Par: Maître Claude Chamberland, avocat et médiateur accrédité à la Cour des Petites Créances
Image: Générée électroniquement ©Gay Globe
Au fil des chroniques, vous êtes nombreux à m’exposer des questions juridiques qui vous préoccupent à des degrés divers. Permettez-moi de profiter de ce temps relativement calme de relâche estivale pour rattraper le temps perdu et répondre en rafale à quelques-unes d’entre elles…
Q: Est-ce que les séances de lectures par des drag queens, dans les écoles et les bibliothèques, sont protégées par la Charte des droits?
R: Bien sûr qu’elles le sont, autant par la Charte québécoise que par la Charte Canadienne. Ce droit à la reconnaissance et à l’exercice, en pleine égalité, des droits et libertés de la personne, constitue le fondement juridique d’une protection contre la discrimination qui doit être à l’abri des ressacs et humeurs politiques du moment. La limite de ce droit doit être raisonnable et sa justification doit pouvoir se démontrer dans le cadre d’une société libre et démocratique.
Q: Depuis l’arrêt prononcé par la Cour Suprême dans l’affaire entre Mike Ward et Jeremy Gabriel, j’ai l’impression que les pouvoirs du Tribunal des Droits de la Personne ont été réduits. Est-ce le cas?
R: Oh là là! L’analyse des répercussions de l’arrêt Ward ne fait que commencer. Il y aura certainement autant d’analyses qui en seront faites dans les prochains mois et années que de pages au jugement de la Cour Suprême (147 pages). Si ces questions vous intéressent, je vous invite à aller visiter l’excellent site web du TDP et à y consulter la liste commune de jurisprudence au:
Tribunaldesdroitsdelapersonne.ca
De façon générale, mon conseil en lien avec toute question de droits et libertés, incluant bien sûr les allégations de discrimination, est de communiquer avec la Commission des droits de la personne et des droits de la jeunesse pour y formuler une plainte en bonne et due forme. C’est gratuit et le degré d’expertise des membres de la CDPDJ constitue une garantie supplémentaire de sauvegarde de vos droits. La réponse courte à cette question est que la mission du TDP a été en quelque sorte «recentrée» par l’arrêt Ward. S’agissant de verbalisations protégées par la liberté d’expression, le critère tel que précisé dans Ward est le suivant: Le propos doit être, aux yeux d’une personne raisonnable, informée des circonstances et du contexte pertinent, de nature à inciter au mépris ou à la détestation de l’humanité d’un plaignant en lien avec un des éléments protégés par la Charte québécoise (race, sexe, âge, condition sociale, orientation sexuelle, etc.).
Q: Que faire si un avocat refuse de représenter une personne LGBTQ?

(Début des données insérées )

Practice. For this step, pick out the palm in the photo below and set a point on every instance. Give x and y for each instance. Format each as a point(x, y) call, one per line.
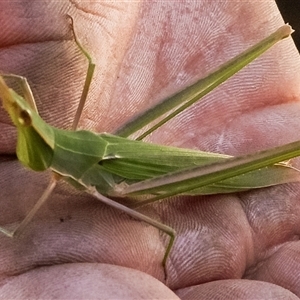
point(250, 235)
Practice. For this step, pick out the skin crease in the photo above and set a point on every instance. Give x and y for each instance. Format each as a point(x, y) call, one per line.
point(242, 246)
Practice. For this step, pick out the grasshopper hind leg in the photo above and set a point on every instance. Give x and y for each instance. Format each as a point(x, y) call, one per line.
point(137, 215)
point(33, 211)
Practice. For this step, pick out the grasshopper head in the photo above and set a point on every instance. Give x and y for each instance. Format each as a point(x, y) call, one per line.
point(16, 106)
point(35, 137)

R: Un avocat ne peut jamais être contraint à accepter un mandat qu’il ne souhaite pas. L’avocat n’a donc qu’à refuser sans exposer de raison particulière à la personne qui sollicite ses services professionnels. Toutefois, si le refus est fondé uniquement sur l’appartenance d’une personne à la communauté LGBTQ et si cet élément peut être prouvé, il pourra y avoir ouverture à une plainte au Barreau contre l’avocat pour manquement à l’obligation déontologique.

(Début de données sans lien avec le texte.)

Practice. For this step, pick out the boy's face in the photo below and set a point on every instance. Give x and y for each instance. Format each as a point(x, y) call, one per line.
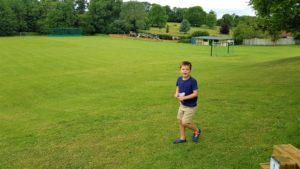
point(185, 71)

Au préambule du Code de déontologie des avocats découlant de la Loi sur le Barreau et du Code des Professions, il est expressément mentionné que l’avocat est au service de la justice, que l’exercice de la profession repose sur des valeurs de respect des règles de droit, d’accessibilité à la justice, de respect de la personne et de protection des droits fondamentaux, dont celui de ne pas subir de discrimination et de harcèlement.
Une telle situation serait donc clairement dérogatoire au Code de déontologie et appellerait vraisemblablement une sanction.